Tourism is a major revenue producer in Minnesota, with arts, fishing, hunting, water sports, and winter sports bringing in millions of visitors each year.

Among the most popular attractions are the St. Paul Winter Carnival; the Tyrone Guthrie Theatre, the Institute of Arts, Walker Art Center, and Minnehaha Park, in Minneapolis; Boundary Waters Canoe Area; Voyageurs National Park; North Shore Drive; the Minnesota Zoological Gardens; and the state's more than 10,000 lakes.


Minnesota

Minnesota's flag was officially adopted in 1893. The state's motto "The North Star," shown on the red banner, was originally created when the state was the most northerly in the Union.


Official name: Minnesota
Capital: St.
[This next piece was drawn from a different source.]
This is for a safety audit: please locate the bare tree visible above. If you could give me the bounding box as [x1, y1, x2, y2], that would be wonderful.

Paul
Statehood: May 11, 1858 the 32nd state
State nickname: The Land of 10,000 Lakes
Name for residents: Minnesotans
State motto: L'etoile du Nord
(Star of the North)
Abbreviation: MN

Minnesota's Historical Event's:

1000 bc Mound Builder culture appears in Minnesota.
ad 1000 Dakota Sioux peoples migrate into the Minnesota area.
about 1650-1750 Ojibwa peoples move into the Minnesota area.
1660 Radisson and Groseilliers, French explorers, reach northeastern Minnesota.
1679 Greysolon reaches Mille Lacs Lake from Lake Superior and claims much of Minnesota for France.
1732 Pierre Gaultier de Varennes, sieur de La Vérendrye establishes Fort Saint Charles in Lake of the Woods.
1736-1776 Warfare between the Ojibwa and the Dakota force the Dakota farther west.
1762 France cedes Louisiana to Spain.
1763 France cedes Minnesota east of the Mississippi to Great Britain at the end of the French and Indian War.
1783 The United States acquires Minnesota east of the Mississippi at the end of the Revolutionary War.
1803 The United States acquires Minnesota west of the Mississippi with purchase of Louisiana Territory from France.
1805-1806 Army explorer Zebulon M. Pike explores parts of Minnesota for the United States.
1815 British period in Minnesota ends after the War of 1812.
1819 The first U.S. troops reach Minnesota.
1820 Fort Snelling is built.
1832 Henry R. Schoolcraft visits and names Lake Itasca, the source of the Mississippi River.
1837 The Dakota and Ojibwa peoples cede the area between the Mississippi and Saint Croix rivers to the United States.
1849 The Minnesota Territory is organized.
1851 Treaties of Traverse des Sioux and Mendota cede Dakota Sioux lands in Minnesota to the United States.
1858 Minnesota is admitted to the Union as the 32nd state (May 11).
1862 Thirty-eight Dakota are hanged after warfare in the upper Minnesota River valley.
1867 Oliver H. Kelley founds the National Grange of the Patrons of Husbandry.
1884 Iron ore is first shipped from the Vermilion Range.
1890 Iron ore is discovered in the Mesabi Range.
1894 The Hinckley forest fire kills several hundred people.
1899 Production peaks in virgin forest lumbering.
1918 The Farmer-Labor Party first participates in state elections.
1930 Floyd B. Olson is elected as the first Farmer-Laborite governor.
1938 Harold Stassen is elected governor.
1944 The Democratic-Farmer-Labor Party is organized.
1955 The state's first taconite plant opens at Silver Bay.
1965-1969 Hubert H. Humphrey of Minnesota serves as vice president of the United States.
1977-1981 Walter Mondale of Minnesota serves as vice president of the United States.